In definitiva, il perseguimento di “ideali” che non possono esistere in questo mondo costituisce un rifiuto di questo mondo, il mondo reale, e quindi della vita stessa – come dimostra il triste destino dei body builder e degli anoressici che lo portano al suo estremo logico, la tomba. Siamo così abituati a denigrare questo mondo, a dire che è un luogo incasinato e imperfetto – e così sembra, rispetto ai nostri standard e ideali “perfetti”, che sembrano così tanto perfetti solo perché non possono esistere. Una risoluzione veramente radicale sarebbe quella di abbracciare l’esistenza così com’è, come l’unica cosa che conta, di proclamare che questo mondo stesso è il paradiso, fatto per il nostro totale godimento e appagamento… e poi, chiedersi: Se è così, come ci comportiamo di conseguenza? Cosa abbiamo fatto di sbagliato in tutto questo tempo?
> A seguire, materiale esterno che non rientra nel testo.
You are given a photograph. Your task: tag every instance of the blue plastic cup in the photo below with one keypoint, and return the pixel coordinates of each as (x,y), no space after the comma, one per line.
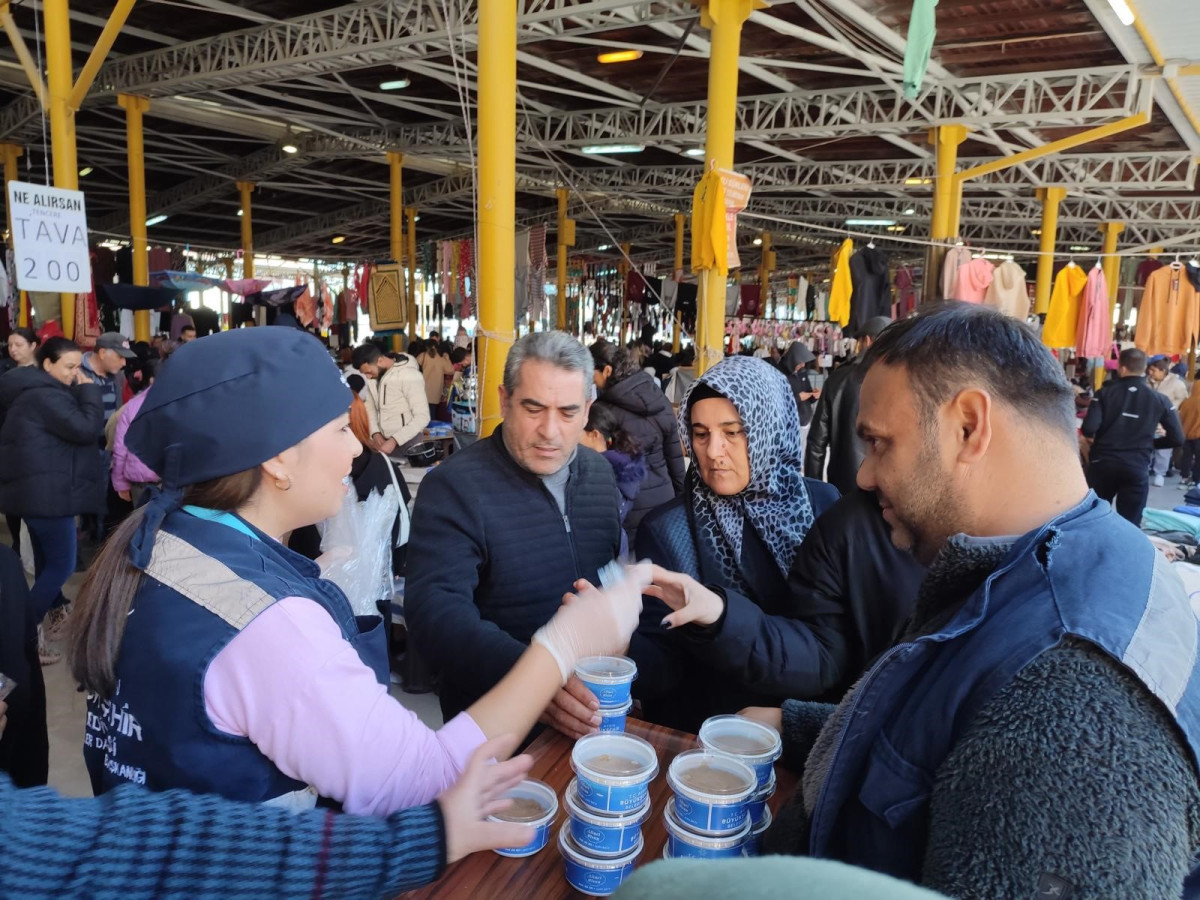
(683,843)
(610,678)
(592,875)
(756,744)
(754,843)
(707,809)
(613,718)
(541,795)
(601,834)
(613,771)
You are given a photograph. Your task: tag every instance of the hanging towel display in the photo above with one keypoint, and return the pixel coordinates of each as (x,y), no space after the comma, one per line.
(1093,336)
(1009,292)
(521,276)
(973,280)
(279,297)
(183,281)
(243,287)
(843,287)
(1169,317)
(387,300)
(537,270)
(870,294)
(1062,319)
(709,240)
(955,257)
(133,297)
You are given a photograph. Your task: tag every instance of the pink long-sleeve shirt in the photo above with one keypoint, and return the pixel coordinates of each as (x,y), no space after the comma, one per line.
(127,468)
(292,684)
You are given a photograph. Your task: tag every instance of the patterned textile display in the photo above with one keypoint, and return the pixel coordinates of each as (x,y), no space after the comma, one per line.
(777,501)
(385,303)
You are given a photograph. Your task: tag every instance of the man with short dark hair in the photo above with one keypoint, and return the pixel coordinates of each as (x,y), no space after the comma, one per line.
(505,527)
(833,420)
(1126,423)
(396,408)
(1036,730)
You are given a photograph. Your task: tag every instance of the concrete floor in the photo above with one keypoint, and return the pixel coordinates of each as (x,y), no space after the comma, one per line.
(66,708)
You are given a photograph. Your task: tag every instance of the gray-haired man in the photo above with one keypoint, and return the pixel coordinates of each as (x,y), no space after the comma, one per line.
(504,528)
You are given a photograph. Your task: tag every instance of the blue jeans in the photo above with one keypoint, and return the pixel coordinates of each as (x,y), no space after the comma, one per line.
(54,561)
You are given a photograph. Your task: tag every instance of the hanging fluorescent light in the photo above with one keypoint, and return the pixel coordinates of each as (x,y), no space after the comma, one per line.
(1122,11)
(610,149)
(618,57)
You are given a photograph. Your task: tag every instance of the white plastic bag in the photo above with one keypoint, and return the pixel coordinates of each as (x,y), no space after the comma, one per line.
(357,546)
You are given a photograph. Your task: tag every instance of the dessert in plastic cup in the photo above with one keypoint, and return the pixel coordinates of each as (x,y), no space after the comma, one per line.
(609,677)
(534,803)
(712,791)
(613,771)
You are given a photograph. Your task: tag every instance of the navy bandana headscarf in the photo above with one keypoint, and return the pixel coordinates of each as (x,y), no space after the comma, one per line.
(777,499)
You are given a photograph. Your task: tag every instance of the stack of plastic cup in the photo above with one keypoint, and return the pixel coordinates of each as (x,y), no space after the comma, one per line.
(759,747)
(606,804)
(709,815)
(610,678)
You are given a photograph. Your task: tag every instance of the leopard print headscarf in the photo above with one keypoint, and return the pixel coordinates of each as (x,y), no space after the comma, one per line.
(777,499)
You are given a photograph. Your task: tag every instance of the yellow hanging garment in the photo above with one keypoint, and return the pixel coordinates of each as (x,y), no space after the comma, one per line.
(840,291)
(1062,319)
(709,244)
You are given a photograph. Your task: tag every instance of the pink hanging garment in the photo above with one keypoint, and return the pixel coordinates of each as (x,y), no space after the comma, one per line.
(466,270)
(972,281)
(1095,330)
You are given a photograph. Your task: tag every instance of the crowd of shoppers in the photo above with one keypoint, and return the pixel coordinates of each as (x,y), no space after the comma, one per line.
(939,617)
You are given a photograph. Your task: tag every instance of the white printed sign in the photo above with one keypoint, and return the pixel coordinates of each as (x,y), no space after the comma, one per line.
(49,238)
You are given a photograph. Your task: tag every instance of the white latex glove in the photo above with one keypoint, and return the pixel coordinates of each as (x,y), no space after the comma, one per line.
(597,622)
(691,601)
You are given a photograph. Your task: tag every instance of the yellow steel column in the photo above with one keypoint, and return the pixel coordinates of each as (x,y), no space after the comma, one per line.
(135,149)
(947,202)
(724,18)
(677,339)
(1050,199)
(247,231)
(11,154)
(497,197)
(60,83)
(411,215)
(562,243)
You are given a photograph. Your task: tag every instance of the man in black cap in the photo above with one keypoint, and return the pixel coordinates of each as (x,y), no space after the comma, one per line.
(833,421)
(106,365)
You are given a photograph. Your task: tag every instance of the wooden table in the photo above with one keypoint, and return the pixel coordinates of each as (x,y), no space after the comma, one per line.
(540,877)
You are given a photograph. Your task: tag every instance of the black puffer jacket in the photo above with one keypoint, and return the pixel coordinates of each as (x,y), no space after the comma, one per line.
(643,412)
(833,430)
(51,465)
(871,294)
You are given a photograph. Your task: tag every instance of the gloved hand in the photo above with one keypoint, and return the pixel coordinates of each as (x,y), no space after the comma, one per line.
(597,622)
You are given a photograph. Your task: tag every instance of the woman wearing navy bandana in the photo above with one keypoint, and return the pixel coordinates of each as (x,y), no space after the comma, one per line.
(217,660)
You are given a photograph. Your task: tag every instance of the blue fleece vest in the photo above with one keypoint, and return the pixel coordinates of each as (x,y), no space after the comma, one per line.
(205,582)
(1087,574)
Così facendo, dovremmo finalmente accettare e abbracciare noi stessi esattamente come siamo, in tutta la nostra diversità e varietà, e liberarci dall’ombra del falso paradiso di Platone e dei pubblicitari, dove si suppone risieda la “vera” bellezza. Liberati completamente dagli standard, dal fantasma persistente del giudizio e della condanna cristiana, potremmo vedere che “ciò che siamo” deve costituire esso stesso la misura e il significato della bellezza, della dignità e della magnificenza, se tali concetti debbono esistere.

Mi tolsi la giacca e la camicia sporche di vernice e mi guardai allo specchio della toilette dell’aereo. Ciò che vidi fu qualcosa che avevo solo intravisto negli occhi dei miei amanti più adoranti: le curve e la consistenza della mia pelle, le cicatrici, i tatuaggi e le linee incise dipingevano un quadro insieme, raccontando una vita di avventure selvagge e di estremi inimmaginabili, una storia più toccante ed emozionante di qualsiasi altra. Ero bella, la bellezza stessa si era incarnata in me, come contenitore di un mondo di lotte, desideri e trionfi più grandi di qualsiasi cosa potesse stare in un libro. È stato un momento di accecante luminosità, ma io mi ci sono adagiata comodamente, fiduciosa, come se avessi saputo, attraverso tutto lo squallore e la disperazione, che ero stata semplicemente preparata per questo. E, per una volta, sentivo di poter vivere una vita da eroe e di poter morire da guerriero.

Solo ora posso riconoscere la tua bellezza e non negare nulla della mia.